За ужином ели холодную рыбу и пили какую-то сладкую бурду. Гарик понимал, что попал в иную цивилизацию. Надо привыкать и менять образ жизни. То есть поменьше возникать и побольше молчать. Продержаться месяц, который ему отвёл чёрный полисмен из аэропорта Кеннеди, отдохнуть от Совка, превратившегося в злую сявку, пожить независимо и бессмысленно в Америке как на курорте, набраться впечатлений и отвалить с миром.
Может быть, что-нибудь написать потом, если, конечно, будет о чём.
- Что собираешься тут делать?
- Он книгу будет писать, - ответил поэт жене. – Правильно, Гарик?
- Обязательно, - подтвердил писатель. – Путёвой дневник. Страниц двести-триста.
- И всё это время будешь жить у нас?
- Посмотрим.
- Видишь ли…
- Конечно. вижу! – Рубашкин решил женщину не волновать. – Тина, я не помешаю вам нисколечко. Ем мало. Ночью не храплю. Курить бросил. Тратиться на меня не надо. Деньги у меня есть. Виза всего на месяц. Уеду скоро, так что вы ко мне даже не привыкнете. Может быть, потом будете по мне скучать. Так, Лерман?
- Вряд ли. Много болтаешь.
- Это я от волнения. Старого друга через столько лет увидел, всё-таки!
Аркадий поднялся.
- Ладно, давайте на боковую. Постели ему здесь, Тиночка. Кухня – почти ковчег для москвичей. Тем более всего на месяц, следовательно, на десять дней короче Потопа.
Рано утром Гарик, не завтракая, а выпив чашку кофе и съев стоявшие на столе вчерашние галеты, ушёл гулять по городу. Он любил бродить по неизвестным местам, зная, что ноги сами приведут его куда надо. У него было подсознательное единение с пространством. Что-то собачье, словно нюх, водило его там, где он никогда прежде не был. Он шёл по наитию, и никогда не ошибался. Тем более в городе.

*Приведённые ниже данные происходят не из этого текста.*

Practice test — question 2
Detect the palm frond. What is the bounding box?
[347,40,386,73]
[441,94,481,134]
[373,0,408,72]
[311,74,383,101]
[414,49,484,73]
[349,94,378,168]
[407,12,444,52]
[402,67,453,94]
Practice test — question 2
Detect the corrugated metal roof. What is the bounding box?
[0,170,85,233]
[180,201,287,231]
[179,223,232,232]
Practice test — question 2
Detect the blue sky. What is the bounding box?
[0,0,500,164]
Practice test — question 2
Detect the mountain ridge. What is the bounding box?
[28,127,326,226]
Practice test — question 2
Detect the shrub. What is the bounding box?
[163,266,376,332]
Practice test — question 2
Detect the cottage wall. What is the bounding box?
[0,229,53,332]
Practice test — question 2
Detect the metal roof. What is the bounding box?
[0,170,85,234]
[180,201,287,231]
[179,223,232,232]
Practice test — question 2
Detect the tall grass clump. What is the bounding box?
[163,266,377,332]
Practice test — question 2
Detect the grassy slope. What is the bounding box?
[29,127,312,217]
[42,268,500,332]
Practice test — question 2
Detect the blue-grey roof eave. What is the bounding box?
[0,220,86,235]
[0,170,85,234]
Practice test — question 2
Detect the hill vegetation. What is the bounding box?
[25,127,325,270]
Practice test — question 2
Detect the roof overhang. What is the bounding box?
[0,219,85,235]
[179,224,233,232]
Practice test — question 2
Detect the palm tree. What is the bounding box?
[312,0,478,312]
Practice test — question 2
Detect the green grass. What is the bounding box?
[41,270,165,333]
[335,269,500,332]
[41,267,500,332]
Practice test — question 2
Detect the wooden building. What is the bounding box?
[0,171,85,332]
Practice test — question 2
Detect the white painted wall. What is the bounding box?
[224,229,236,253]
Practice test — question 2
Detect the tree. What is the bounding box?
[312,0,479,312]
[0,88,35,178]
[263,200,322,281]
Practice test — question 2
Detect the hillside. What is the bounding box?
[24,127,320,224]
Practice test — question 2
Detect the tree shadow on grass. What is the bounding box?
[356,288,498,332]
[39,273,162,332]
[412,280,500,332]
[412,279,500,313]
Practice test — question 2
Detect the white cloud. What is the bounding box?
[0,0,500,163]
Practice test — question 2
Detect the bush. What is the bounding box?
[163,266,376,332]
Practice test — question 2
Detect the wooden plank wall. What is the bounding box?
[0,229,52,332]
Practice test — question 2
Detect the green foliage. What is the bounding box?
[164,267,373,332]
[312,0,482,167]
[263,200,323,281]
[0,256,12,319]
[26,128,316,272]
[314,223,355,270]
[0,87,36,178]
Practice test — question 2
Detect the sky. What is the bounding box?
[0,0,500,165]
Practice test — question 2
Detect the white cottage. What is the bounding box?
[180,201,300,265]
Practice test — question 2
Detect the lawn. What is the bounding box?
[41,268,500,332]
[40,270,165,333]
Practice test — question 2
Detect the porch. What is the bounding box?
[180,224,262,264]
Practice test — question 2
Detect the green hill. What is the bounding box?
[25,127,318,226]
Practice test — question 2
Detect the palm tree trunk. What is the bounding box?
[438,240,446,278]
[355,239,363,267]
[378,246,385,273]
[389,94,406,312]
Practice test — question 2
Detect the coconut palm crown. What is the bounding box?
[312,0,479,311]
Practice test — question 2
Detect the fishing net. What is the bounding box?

Многие думают, что город – запутанная сеть улиц, переулков и площадей. И заранее пугаются и боятся пропасть в незнакомой сети.
Гарик знал, что это не так. Город организован, собран, размерен, дружелюбен и всякому страннику готов прийти на помощь. Кругом указатели, светофоры, разговорчивые прохожие, которым нравится помогать нерадивым чужакам.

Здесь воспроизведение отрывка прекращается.